Conscious Curiosity
Searching for the Next Breakthrough

Date : 2015. 05. 20~21 / Location : DDP(Dongdaemun Design Plaza)

Meet our speakers, who are active leaders in the T.I.M.E. (Technology, Information, Media, Entertainment) areas.

Eun-Mee Kim Eun-Mee Kim

Professor, Dept. of Communication, ITCT Studies, Seoul National University

After spending a couple of years working at a marketing research firm in Seoul after college, Kim Eun-mee soon realized an executive in a marketing firm is not her life goal. She turned her wheel and went on to Northwestern University in Evanston, a suburban town near the Windy City Chicago for PhD in Communication Studies. She thinks she was lucky enough to have met her advisor Dr. Wildman, who was an economist teaching on media industry-related issues.
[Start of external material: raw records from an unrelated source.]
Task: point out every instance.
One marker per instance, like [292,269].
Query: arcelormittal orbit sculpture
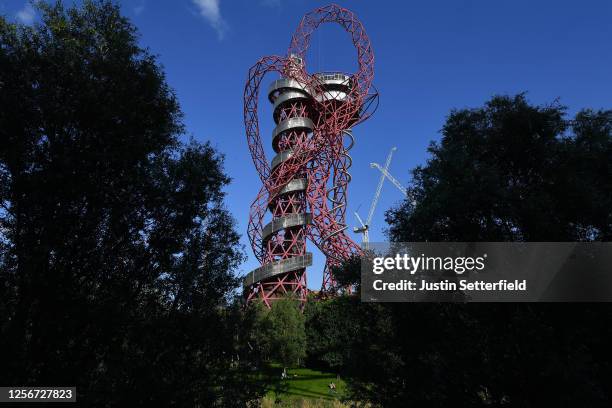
[305,184]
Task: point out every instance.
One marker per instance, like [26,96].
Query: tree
[511,171]
[117,254]
[279,332]
[508,171]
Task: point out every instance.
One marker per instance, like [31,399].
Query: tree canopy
[117,254]
[512,171]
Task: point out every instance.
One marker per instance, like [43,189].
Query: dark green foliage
[511,171]
[279,333]
[507,171]
[117,253]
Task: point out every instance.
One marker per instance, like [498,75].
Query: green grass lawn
[302,383]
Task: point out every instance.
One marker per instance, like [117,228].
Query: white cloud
[26,14]
[209,9]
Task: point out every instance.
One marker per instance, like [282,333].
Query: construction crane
[385,173]
[365,226]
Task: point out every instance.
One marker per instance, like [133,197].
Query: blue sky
[431,57]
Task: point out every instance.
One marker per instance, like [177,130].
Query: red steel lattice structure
[305,185]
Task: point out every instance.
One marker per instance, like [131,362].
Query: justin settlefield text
[459,265]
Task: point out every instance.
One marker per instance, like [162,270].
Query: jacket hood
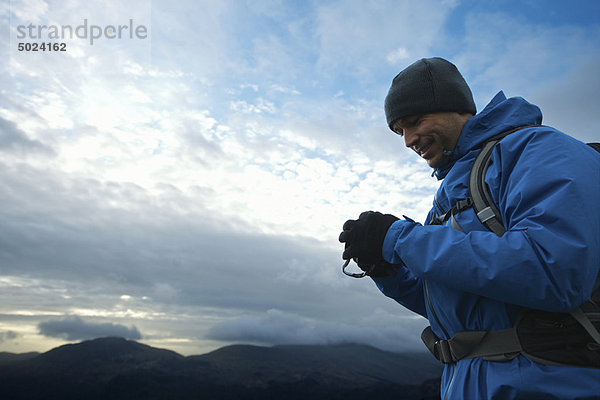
[500,115]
Under his guidance Kim was able to be exposed to a variety of areas, many times crossing the borders of academic disciplines, including communication, marketing, technology and management.

Back in Korea, she began to teach at Kookmin University and Yonsei University before taking a current position as a professor in Communication at Seoul National University.

She would characterize her life track so far as nomadic. She was too curious to dive deep into one area of study (which she oftentimes thinks of as her weak point), has moved from one university to another more than an average academician in Korea, and is currently in charge of running an interdisciplinary program in Information Science and Culture.

She loves travelling, walking aimlessly around the city, reading books unrelated to her own study, and chatting with her colleagues, a lot of times from different disciplines. She has served as visiting scholars at London School of Economics and Fudan University. The experiences of living in London and Shanghai, for one year each, have become a great asset for her and broadened her horizons.

Her major research area has been social and cultural consequences of digital transformations. Within this umbrella area, she has recently concentrated on the topics of cultural consumption, cultural industries and adolescents’ digital media use and literacy. She has co-authored On Creativity and SNS Revolution: Myths and Practices.